Blog Post


My approach to the set of fields known as the Humanities is rather different from that of most people I know.  I hesitate to assert the universal validity of my approach because it is, basically, a desire for everyone else to become more like me.  

The single most important principle, for me, is receptivity, which I define as an openness to hearing what the greatest products of the human intelligence are telling us, the capacity to respond to a large but not infinite number of works of art, music, literature,  philosophy.  I define intelligence in the largest possible sense, as the apprehension of the world through the senses and the intellect itself.  By "telling us" I don't mean any sort of reductionist idea of a paraphrasable message.  This is the quality that I try to cultivate in myself above all others, in my chosen profession.  I don't really care whether someone else agrees with me exactly on what counts as the greatest products of human culture.  In fact, I would argue that the person with with most inclusive sense of what that might entail would have the highest degree of receptivity.  I'm thinking of people like David Shapiro, John Cage or Federico García Lorca.  Receptivity is not indiscriminate or mindlessly eclectic.  In other words, it is not a claim to an openness that has not really been achieved, or an uncaring acceptance of everything.  In practice, no one individual will really achieve  receptivity except in a very limited sphere.  I often find myself closed off to anything new, unable to respond to things I am unaccustomed to.

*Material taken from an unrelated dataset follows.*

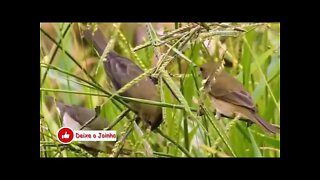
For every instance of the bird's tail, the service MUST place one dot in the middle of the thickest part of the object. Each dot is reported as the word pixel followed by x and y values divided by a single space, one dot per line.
pixel 266 126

At other times the channels are marvelously open.  Imagine walking down the same corridor every day, and then one day suddenly a new door is open, one that you never saw before.     

Now it seems to me that the standard mentality in the humanities is to value two things:  the ability to make an argument that conforms to academic conventions, and the need for such an argument to have a "pay off" or alibi, in other words, a justification that appeals to something other than the inherent value of the products of the human intelligence.  Gerald Graff, for example, argues in the 2009 Profession  ("Why How We Read Trumps What  We Read"), that the value of texts about what we develop our arguments do not matter very much.  He develops a rather trivial argument about a trivial text (a text he views as trivial) in order to demonstrate this.  For me, all this shows is that the form of an academic argument is easy to replicate and parody.  Surely the value of the humanities lies in its "raw materials," not in our own academic formalisms.  The search for the alibi also shows a deep insecurity about the value of what we are doing.  More about that later, maybe.  For know I will only say that I hold the humanities in more esteem that the appeasement of other deities.   

In my own work I do develop arguments, of course.  I am not advocating a merely "appreciative" criticism, but one that makes substantive points about how and why these works matter.  Usually, a particular article I might write will use only a portion of my total response to the work itself, in the service of some narrower argument relevant for the occasion.  One thing I have been trying to do for years is to use more of what I know--maybe 20% instead of 5%.  This is the real challenge of the humanities:  if only a small percentage of our response actually makes it into print, it is no use pointing to the larger percentage of the iceberg that remains underwater.  There is no ready-made "translation" from receptivity to meaningful scholarly work.  Maybe some are deeply responsive and never bother to articulate what they've learned.  What the Humanist should do is visit these places and report back to the rest of us.  That in itself can be a great product of the human intelligence.  

 I should make it clear that I disagree, too, with approaches that advocate the "love of literature" in an anti-intellectual way.  To really love literature is to love how it rewrites your subjectivity, how it kicks your ass with its transformative power.  I don't really want a criticism that is less academic and more like the plain folks read, but a criticism that is up to the level of our potential receptivity to literature itself.  That might very well be a criticism that is more academic, more theoretical, rather than less so.  

Of course, I don't expect anyone to agree with me, because I distrust my own impulse to want to make other people think as I do.  Receptivity cannot be forced on others as a critical program.    



Jonathan Mayhew received his PhD in Comparative Literature at Stanford University in 1988.  He was recently promoted to the rank of Professor of Spanish at the University of Kansas, where he has taught since 1996.  He is the author of many articles and four books, most recently Apocryphal Lorca:  Translation, Parody, Kitsch (U of Chicago P, 2009).